Chuck Abair, a former executive chef who Vela worked under at Cafe del Rey, said he always appreciated Vela’s hard work and leadership during a busy day at the restaurant.
“I remember him fronting the storm, always running out issues and leading the team,” Abair said.
Vela said he learned the importance of focusing on fine details and having true passion for your craft from mentors like Bradley Ogden, Joël Robuchon and Rick Moonen. Vela said Moonen’s devotion to sustainable products encouraged him to look into locally sourcing Napa Valley Grille’s food.
“I want to be an iconic chef who can feel good about carrying a passion with me,” Vela said.
Vela said his father, who worked on strawberry and garlic fields in Mexico before immigrating to the United States, inspired Vela to work toward using more locally sourced products at Napa Valley Grille.
He added food has always been important in his family.
“Food was always the epicenter of every gathering,” he said. “Food, beer and music were the three things always present.”
Vela said he remembers spending hours on his eighth birthday digging a hole his father would cook an entire pig in later that night.
“It was a good way for me to understand that something as simple as stewed pork has a process, and you have to respect that,” Vela said.
Vela said he plans to continue to help his chefs and cooks hone their skills the way his mentors did for him.
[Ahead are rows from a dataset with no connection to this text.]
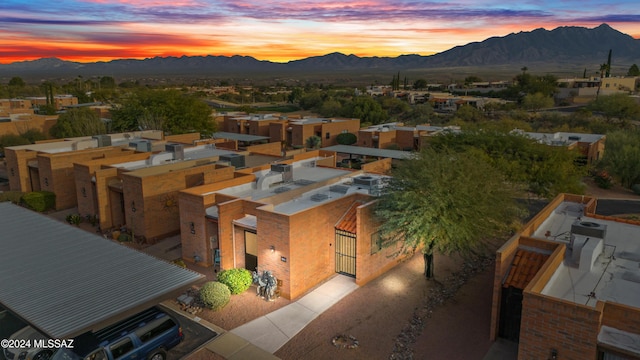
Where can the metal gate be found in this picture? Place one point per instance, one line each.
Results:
(345, 253)
(510, 314)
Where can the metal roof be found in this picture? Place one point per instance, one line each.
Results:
(364, 151)
(65, 281)
(239, 137)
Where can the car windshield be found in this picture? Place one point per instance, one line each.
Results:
(65, 354)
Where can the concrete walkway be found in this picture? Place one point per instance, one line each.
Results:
(272, 331)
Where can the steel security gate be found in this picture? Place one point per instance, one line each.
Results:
(345, 253)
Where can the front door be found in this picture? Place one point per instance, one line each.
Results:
(346, 253)
(250, 250)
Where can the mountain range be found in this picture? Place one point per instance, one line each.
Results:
(571, 48)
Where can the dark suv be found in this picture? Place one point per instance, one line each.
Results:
(147, 335)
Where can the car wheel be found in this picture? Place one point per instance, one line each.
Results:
(158, 355)
(43, 355)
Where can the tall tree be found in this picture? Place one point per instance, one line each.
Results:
(445, 201)
(174, 112)
(633, 70)
(78, 122)
(622, 157)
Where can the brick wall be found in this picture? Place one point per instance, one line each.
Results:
(549, 323)
(621, 317)
(371, 265)
(18, 169)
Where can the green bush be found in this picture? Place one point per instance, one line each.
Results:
(215, 295)
(74, 219)
(13, 196)
(346, 139)
(40, 200)
(237, 280)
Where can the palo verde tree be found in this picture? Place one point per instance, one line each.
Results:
(446, 201)
(622, 156)
(167, 110)
(78, 122)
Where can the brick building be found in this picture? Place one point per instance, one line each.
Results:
(590, 146)
(568, 286)
(49, 165)
(303, 219)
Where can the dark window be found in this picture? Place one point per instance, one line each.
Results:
(376, 242)
(121, 348)
(157, 330)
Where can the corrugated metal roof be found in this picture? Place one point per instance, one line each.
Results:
(349, 219)
(359, 150)
(524, 267)
(64, 280)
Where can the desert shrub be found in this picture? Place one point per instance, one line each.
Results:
(40, 200)
(215, 295)
(237, 280)
(124, 237)
(346, 139)
(13, 196)
(603, 180)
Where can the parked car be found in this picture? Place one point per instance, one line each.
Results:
(147, 335)
(27, 334)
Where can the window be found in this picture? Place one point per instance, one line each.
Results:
(121, 347)
(376, 242)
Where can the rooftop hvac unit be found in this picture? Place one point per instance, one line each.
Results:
(285, 169)
(589, 229)
(281, 168)
(103, 140)
(319, 197)
(366, 181)
(235, 160)
(141, 145)
(176, 149)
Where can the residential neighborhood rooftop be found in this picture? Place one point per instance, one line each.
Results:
(602, 260)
“I want to teach and educate my guys so one day, one of them can look at me like I look at Bradley Ogden or Joël Robuchon,” he said.
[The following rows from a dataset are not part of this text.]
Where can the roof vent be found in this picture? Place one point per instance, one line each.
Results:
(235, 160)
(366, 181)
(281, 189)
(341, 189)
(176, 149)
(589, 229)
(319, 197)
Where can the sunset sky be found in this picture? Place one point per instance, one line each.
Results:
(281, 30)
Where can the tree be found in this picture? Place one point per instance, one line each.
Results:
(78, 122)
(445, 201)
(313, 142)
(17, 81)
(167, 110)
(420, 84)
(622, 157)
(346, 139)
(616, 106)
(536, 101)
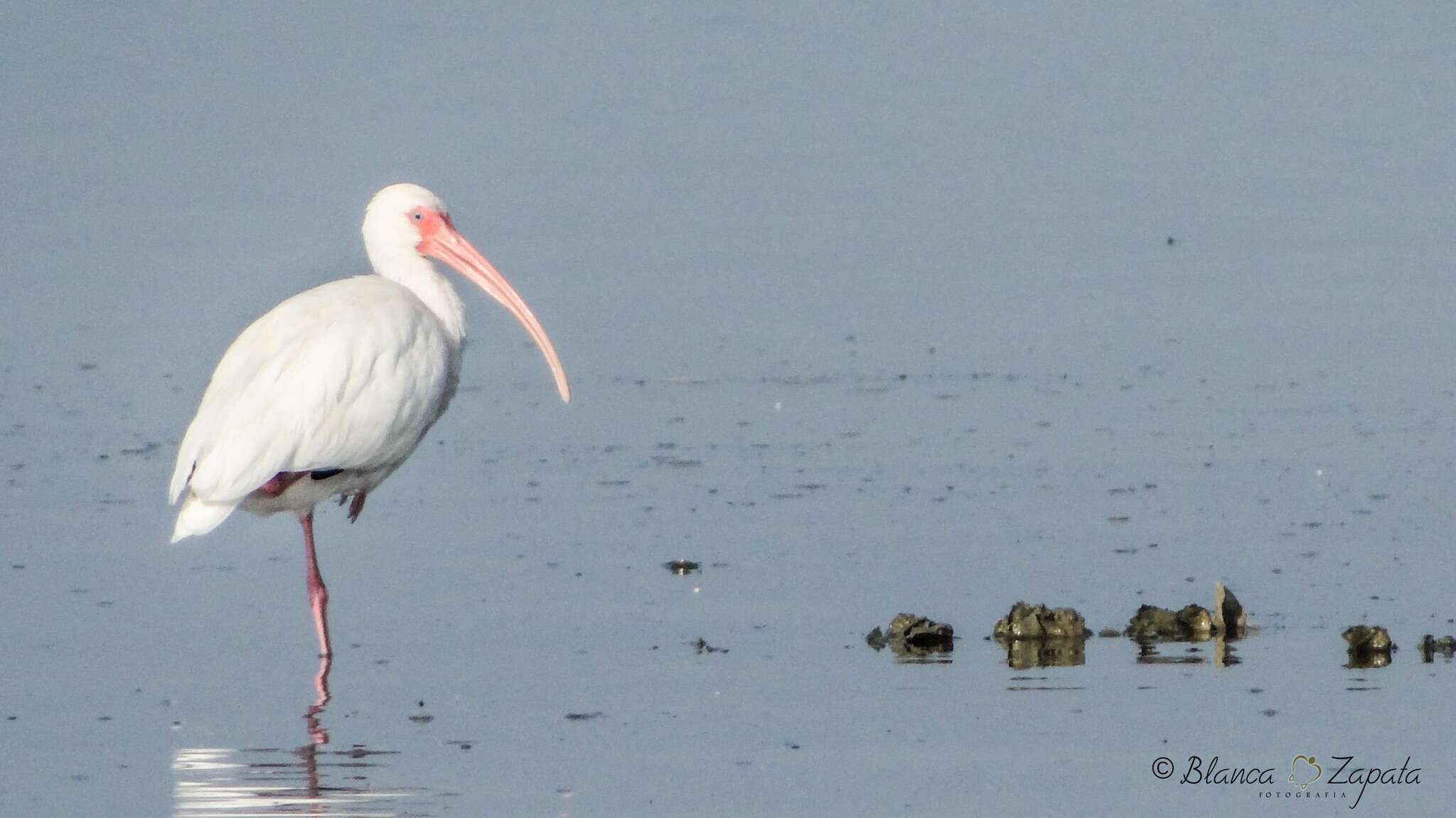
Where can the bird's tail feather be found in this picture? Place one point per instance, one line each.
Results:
(200, 517)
Eddie Osorio, a sous chef who worked at Cafe del Rey with Vela, said Vela has greatly influenced him as a chef.
“Adrian’s been a big mentor in my life,” Osorio said. “He helped me become the chef I am today – he’s a chef who really deserves the title.”
Vela said he is in the process of designing Napa Valley Grille’s menus based on seasonal foods and local vendors. He added he plans to focus on utilizing local farmers and farmer’s markets like the one in Westwood Village.
Though he didn’t expect to become a chef, Vela said his job is incredibly rewarding.
“Cooking is high stress, and with that stress comes camaraderie,” he said. “And that camaraderie comes with a feeling that is indescribable.”